I want to compare two sets of data and find matches. I have one file (file1.csv) 1400 lines that looks like this:
ID
123
456
789
145
165
175
185
195
I have another file (file2.csv) around 46,000 lines that looks like this:
accountNumber, user, accountNumber2, address
456,example@email.com,0,1 Lane
001,example1@email.com,175,2 Lane
002,example2@email.com,789,3 Lane
195,example3@email.com,0,4 Lane
123,example4@email.com,0,5 Lane
689,example5@email.com,0,6 Lane
003,example6@email.com,0,7 Lane
004,example7@email.com,0,8 Lane
I want use file1 ID's to match up with emails in file2. The output I would like is a new file(file3) like:
ID,Email
123, example4@email.com
456, example@email.com
789, example2@email.com
145, Not found
165, Not found
175, example1@email.com
185, Not found
195, example3@email.com
Here's what I have tried:
import pandas as pd
file1_df = pd.read_csv('file1.csv')
file2_df = pd.read_csv('file2.csv')
def search():
for account_id in file1_df['account_id']:
print("ID: ",account_id)
id_loc = file1_df[file1_df['account_id'] == account_id].index.values
print("id_loc",id_loc)
try:
accountNumber = file2_df[file2_df['accountNumber'] == account_id]['user'].values[0]
print(accountNumber)
accountNumber_loc = file2_df.loc[file2_df['accountNumber'] == account_id].index.values
print(account_id, "Found at: ", accountNumber_loc)
file1_df.loc[id_loc, "Located"] = accountNumber
except Exception:
pass
try:
accountNumber2 = file2_df[file2_df['accountNumber2'] == account_id]['user'].values[0]
print(accountNumber2)
accountNumber2_loc = file2_df.loc[file2_df['accountNumber2'] == account_id].index.values
print(account_id, "Found at: ", accountNumber2_loc)

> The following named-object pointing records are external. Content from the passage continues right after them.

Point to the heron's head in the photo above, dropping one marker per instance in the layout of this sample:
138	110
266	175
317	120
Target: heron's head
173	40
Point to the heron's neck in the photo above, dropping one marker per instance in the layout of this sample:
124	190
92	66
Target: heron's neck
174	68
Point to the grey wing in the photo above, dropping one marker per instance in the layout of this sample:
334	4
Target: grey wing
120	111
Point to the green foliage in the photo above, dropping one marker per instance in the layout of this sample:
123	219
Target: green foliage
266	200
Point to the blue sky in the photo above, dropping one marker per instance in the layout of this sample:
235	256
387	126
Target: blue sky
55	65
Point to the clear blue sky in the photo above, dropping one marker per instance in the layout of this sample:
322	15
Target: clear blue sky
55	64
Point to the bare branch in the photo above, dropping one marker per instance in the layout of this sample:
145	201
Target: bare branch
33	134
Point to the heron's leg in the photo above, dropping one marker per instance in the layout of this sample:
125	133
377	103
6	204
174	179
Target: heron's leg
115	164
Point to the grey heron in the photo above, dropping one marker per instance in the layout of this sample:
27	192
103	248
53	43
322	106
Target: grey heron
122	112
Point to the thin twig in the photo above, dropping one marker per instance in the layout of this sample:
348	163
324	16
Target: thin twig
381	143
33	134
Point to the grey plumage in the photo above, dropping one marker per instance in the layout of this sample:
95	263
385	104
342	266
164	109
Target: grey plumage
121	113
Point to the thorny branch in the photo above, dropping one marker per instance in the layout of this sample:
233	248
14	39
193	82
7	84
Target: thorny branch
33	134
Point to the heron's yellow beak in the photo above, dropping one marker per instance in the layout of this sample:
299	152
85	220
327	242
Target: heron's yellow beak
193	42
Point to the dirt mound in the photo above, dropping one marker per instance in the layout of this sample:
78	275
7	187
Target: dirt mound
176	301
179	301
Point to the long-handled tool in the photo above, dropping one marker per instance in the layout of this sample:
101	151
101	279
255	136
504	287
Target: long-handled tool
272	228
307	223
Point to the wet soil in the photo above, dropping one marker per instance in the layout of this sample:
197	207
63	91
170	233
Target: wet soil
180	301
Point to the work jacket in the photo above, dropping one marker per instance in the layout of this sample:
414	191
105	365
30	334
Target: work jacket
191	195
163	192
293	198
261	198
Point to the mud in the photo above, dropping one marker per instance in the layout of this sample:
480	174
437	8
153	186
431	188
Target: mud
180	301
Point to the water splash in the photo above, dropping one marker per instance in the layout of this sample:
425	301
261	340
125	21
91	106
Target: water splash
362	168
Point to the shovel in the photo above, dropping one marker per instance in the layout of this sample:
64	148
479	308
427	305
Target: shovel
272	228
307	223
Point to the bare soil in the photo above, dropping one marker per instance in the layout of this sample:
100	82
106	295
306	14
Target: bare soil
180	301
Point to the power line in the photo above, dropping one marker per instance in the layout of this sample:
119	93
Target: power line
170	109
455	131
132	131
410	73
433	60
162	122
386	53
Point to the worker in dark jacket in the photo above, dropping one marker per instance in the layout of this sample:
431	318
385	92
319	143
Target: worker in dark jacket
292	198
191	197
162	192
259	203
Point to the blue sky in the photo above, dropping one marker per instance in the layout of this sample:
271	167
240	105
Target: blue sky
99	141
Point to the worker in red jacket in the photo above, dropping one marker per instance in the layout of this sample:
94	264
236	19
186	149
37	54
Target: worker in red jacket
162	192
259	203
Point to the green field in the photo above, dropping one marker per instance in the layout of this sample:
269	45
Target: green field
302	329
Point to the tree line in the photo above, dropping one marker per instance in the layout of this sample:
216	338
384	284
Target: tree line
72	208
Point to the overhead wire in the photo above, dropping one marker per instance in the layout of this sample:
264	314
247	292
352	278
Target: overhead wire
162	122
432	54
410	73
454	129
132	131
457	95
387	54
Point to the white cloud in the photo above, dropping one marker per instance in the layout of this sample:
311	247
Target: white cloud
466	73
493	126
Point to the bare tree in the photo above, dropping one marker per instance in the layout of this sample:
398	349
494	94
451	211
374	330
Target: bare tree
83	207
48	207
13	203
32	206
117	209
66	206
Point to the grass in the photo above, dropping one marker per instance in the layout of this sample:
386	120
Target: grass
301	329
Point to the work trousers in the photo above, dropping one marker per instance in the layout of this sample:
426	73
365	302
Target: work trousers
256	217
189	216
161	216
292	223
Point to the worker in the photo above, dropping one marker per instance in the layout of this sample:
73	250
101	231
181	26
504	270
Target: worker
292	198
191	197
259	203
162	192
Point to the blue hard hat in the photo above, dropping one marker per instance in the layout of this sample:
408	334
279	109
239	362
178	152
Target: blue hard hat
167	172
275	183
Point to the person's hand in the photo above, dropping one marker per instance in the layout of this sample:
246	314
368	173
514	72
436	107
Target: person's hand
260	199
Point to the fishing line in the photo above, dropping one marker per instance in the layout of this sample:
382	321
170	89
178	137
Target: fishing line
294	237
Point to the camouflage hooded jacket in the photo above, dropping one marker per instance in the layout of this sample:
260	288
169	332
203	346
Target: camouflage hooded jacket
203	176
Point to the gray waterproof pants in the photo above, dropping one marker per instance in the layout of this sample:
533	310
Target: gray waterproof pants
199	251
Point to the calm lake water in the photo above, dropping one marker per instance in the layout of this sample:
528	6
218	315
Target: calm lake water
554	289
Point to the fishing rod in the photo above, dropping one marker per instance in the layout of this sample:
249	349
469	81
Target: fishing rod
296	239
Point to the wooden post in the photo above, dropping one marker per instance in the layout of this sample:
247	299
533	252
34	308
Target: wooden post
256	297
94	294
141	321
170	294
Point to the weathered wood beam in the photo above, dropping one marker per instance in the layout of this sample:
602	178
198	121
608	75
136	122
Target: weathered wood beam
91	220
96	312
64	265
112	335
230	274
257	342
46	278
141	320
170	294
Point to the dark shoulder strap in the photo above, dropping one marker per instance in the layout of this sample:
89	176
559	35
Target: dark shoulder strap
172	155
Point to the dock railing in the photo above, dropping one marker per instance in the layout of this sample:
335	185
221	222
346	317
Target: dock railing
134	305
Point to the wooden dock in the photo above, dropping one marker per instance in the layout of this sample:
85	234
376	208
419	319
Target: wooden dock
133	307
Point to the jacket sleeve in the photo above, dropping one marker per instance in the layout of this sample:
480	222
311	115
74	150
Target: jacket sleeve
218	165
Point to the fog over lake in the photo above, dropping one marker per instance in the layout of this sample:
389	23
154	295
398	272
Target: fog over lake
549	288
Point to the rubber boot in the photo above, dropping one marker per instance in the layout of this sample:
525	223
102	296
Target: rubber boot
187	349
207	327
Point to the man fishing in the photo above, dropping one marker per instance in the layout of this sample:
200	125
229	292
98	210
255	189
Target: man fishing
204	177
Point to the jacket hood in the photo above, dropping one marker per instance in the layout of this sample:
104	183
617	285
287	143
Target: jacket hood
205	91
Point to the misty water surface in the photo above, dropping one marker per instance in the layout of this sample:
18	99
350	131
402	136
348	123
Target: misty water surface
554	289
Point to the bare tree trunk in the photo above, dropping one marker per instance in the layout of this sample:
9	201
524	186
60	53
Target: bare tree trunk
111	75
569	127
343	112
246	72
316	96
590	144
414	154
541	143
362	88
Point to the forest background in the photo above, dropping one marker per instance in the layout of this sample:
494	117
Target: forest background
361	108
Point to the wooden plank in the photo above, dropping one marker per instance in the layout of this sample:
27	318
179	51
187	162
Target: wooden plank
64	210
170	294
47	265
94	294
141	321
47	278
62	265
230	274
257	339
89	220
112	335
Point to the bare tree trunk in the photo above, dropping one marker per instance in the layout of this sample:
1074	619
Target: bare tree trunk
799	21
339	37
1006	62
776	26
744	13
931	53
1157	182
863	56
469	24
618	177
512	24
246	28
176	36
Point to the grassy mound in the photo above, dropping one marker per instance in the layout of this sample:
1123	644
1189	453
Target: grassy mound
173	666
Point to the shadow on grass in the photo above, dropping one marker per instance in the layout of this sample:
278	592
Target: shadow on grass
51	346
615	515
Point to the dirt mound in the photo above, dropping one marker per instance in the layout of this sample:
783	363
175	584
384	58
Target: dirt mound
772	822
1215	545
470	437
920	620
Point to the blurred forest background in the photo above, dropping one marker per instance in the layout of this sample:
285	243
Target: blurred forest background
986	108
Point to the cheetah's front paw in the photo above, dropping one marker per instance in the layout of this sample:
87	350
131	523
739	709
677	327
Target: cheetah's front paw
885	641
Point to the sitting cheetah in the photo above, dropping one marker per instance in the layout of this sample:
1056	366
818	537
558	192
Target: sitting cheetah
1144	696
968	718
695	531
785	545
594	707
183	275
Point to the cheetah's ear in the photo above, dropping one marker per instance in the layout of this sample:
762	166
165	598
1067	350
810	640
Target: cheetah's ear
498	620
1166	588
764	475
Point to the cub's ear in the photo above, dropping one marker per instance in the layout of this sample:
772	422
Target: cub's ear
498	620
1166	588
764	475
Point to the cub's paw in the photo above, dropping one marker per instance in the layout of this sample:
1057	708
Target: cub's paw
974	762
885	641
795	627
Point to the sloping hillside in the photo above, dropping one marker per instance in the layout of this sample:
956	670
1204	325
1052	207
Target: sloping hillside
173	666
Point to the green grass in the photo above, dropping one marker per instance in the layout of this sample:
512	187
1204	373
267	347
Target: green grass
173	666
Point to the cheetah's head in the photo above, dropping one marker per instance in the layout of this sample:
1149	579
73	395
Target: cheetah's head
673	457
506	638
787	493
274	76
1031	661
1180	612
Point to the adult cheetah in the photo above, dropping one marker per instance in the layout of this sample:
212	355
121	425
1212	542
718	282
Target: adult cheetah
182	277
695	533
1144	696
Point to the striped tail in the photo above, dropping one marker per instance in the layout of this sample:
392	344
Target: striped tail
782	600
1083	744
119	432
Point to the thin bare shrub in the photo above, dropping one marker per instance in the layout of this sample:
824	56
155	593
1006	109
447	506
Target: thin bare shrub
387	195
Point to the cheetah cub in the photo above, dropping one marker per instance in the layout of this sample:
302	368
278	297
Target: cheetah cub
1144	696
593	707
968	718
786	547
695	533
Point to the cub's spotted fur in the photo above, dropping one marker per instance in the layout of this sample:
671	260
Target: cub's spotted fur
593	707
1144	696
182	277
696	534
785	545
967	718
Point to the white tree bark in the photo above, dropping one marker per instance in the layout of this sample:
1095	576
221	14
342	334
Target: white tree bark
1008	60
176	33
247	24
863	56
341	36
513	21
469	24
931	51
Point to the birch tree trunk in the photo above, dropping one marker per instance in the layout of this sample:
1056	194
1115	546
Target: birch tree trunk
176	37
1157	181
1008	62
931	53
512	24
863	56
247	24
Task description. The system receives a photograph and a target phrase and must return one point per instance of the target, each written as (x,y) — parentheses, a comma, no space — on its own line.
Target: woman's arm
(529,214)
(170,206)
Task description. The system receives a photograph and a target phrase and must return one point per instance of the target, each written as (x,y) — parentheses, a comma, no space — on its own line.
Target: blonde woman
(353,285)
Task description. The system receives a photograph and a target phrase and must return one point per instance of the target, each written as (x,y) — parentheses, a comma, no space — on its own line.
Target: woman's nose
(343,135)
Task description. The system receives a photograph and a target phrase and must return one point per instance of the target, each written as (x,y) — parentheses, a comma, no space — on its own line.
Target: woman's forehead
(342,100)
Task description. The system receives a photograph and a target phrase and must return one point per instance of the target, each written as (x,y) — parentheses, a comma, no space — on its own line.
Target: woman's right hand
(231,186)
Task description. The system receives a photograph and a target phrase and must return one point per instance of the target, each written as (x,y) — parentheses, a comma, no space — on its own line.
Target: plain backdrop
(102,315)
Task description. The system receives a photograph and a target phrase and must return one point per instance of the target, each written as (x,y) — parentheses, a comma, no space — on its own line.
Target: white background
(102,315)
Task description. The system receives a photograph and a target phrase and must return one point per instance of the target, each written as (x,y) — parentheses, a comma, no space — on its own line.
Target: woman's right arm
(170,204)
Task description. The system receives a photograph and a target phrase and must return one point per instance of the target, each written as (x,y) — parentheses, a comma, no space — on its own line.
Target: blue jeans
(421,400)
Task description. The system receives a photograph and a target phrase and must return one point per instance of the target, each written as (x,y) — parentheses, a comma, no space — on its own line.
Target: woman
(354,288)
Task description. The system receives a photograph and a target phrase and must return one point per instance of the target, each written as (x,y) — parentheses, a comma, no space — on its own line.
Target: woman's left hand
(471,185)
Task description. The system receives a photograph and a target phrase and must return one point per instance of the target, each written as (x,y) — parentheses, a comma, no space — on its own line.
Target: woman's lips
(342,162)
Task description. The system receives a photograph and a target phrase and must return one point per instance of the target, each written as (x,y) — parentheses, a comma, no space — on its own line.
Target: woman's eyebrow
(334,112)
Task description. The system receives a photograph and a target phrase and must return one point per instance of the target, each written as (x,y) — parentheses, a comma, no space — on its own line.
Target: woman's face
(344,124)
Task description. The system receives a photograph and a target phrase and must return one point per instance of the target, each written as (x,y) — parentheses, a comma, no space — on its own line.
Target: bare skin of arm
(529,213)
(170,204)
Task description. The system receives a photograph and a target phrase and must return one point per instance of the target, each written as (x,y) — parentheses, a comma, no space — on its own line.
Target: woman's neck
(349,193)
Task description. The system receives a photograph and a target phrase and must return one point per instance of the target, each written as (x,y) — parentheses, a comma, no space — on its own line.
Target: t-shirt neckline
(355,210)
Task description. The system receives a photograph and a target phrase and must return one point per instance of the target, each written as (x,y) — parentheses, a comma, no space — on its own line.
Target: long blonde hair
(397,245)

file1_df.loc[id_loc, "Located"] = accountNumber2
except Exception:
print("Not Found")
file1_df.loc[id_loc, "Located"] = "Not found"
search()
file1_df.to_csv('file3.csv')
I keep getting the error:
IndexError: index 0 is out of bounds for axis 0 with size 0
It seems like it almost works with small files but once I try with the real version I just keep getting the IndexError. Is there a better way to find these matches?